M₃₂ = minor of a₃₂ =\(\begin{vmatrix}1&0\\0&0\end{vmatrix}\)=0

M₃₃ = minor of a₃₃ =\(\begin{vmatrix}1&0\\0&1\end{vmatrix}\)=1

A₁₁ = cofactor of a₁₁\(= (−1)^{1+1} M_{11} = 1\)
A₁₂ = cofactor of a₁₂ \(= (−1)^{1+2} M_{12} = 0\)
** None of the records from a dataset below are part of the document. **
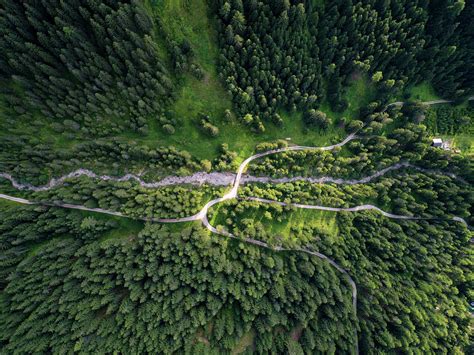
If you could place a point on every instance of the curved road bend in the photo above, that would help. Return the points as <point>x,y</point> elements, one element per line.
<point>202,215</point>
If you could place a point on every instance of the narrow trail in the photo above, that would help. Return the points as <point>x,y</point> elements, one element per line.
<point>238,179</point>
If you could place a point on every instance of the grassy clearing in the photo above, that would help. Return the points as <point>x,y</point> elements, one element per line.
<point>422,92</point>
<point>359,93</point>
<point>324,221</point>
<point>245,342</point>
<point>126,228</point>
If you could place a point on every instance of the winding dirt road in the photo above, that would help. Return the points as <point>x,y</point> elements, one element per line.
<point>202,215</point>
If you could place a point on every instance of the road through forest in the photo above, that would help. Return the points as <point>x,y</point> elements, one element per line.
<point>202,215</point>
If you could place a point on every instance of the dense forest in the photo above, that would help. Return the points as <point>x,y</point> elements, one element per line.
<point>167,88</point>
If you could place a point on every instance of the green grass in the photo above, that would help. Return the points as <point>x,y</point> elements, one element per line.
<point>359,93</point>
<point>463,142</point>
<point>422,92</point>
<point>324,221</point>
<point>126,228</point>
<point>189,20</point>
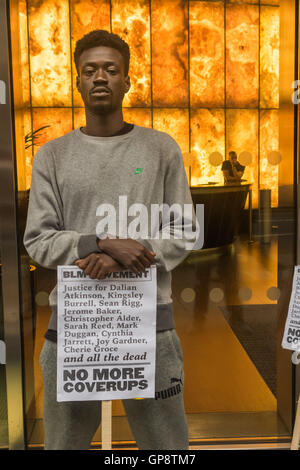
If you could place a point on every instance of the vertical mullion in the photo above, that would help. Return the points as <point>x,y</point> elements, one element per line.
<point>225,101</point>
<point>258,119</point>
<point>150,16</point>
<point>189,79</point>
<point>71,64</point>
<point>29,70</point>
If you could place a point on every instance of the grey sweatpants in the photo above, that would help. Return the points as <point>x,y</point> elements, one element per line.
<point>157,423</point>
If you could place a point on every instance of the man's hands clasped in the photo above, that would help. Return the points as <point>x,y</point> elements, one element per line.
<point>117,255</point>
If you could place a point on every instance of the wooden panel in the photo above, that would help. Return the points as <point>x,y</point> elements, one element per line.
<point>207,136</point>
<point>169,53</point>
<point>176,123</point>
<point>269,141</point>
<point>242,33</point>
<point>269,57</point>
<point>49,42</point>
<point>206,54</point>
<point>86,16</point>
<point>131,21</point>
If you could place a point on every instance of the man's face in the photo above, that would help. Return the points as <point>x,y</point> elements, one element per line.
<point>101,81</point>
<point>233,158</point>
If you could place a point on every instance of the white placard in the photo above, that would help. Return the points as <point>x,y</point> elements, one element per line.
<point>106,335</point>
<point>291,337</point>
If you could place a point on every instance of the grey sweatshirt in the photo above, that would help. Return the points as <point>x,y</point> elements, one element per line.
<point>74,174</point>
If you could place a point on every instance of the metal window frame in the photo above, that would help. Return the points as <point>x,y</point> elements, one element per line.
<point>9,244</point>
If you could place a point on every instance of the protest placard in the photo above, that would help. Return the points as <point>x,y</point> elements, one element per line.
<point>291,337</point>
<point>106,335</point>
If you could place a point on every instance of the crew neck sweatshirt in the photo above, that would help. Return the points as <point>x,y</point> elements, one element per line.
<point>75,174</point>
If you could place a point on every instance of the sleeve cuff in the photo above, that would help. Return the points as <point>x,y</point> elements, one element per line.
<point>87,244</point>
A₁₃ = cofactor of a₁₃ \(= (−1)^{1+3} M_{13} = 0\)
A₂₁ = cofactor of a₂₁ \(= (−1)^{2+1} M_{21} = 0\)
A₂₂ = cofactor of a₂₂ \(= (−1)^{2+2} M_{22} = 1\)
A₂₃ = cofactor of a₂₃ \(= (−1)^{2+3} M_{23} = 0\)
A₃₁ = cofactor of a₃₁ \(= (−1)^{3+1} M_{31} = 0\)
A₃₂ = cofactor of a₃₂ \(= (−1)^{3+2} M_{32} = 0\)
A₃₃ = cofactor of a₃₃ \(= (−1)^{3+3} M_{33} = 1 \)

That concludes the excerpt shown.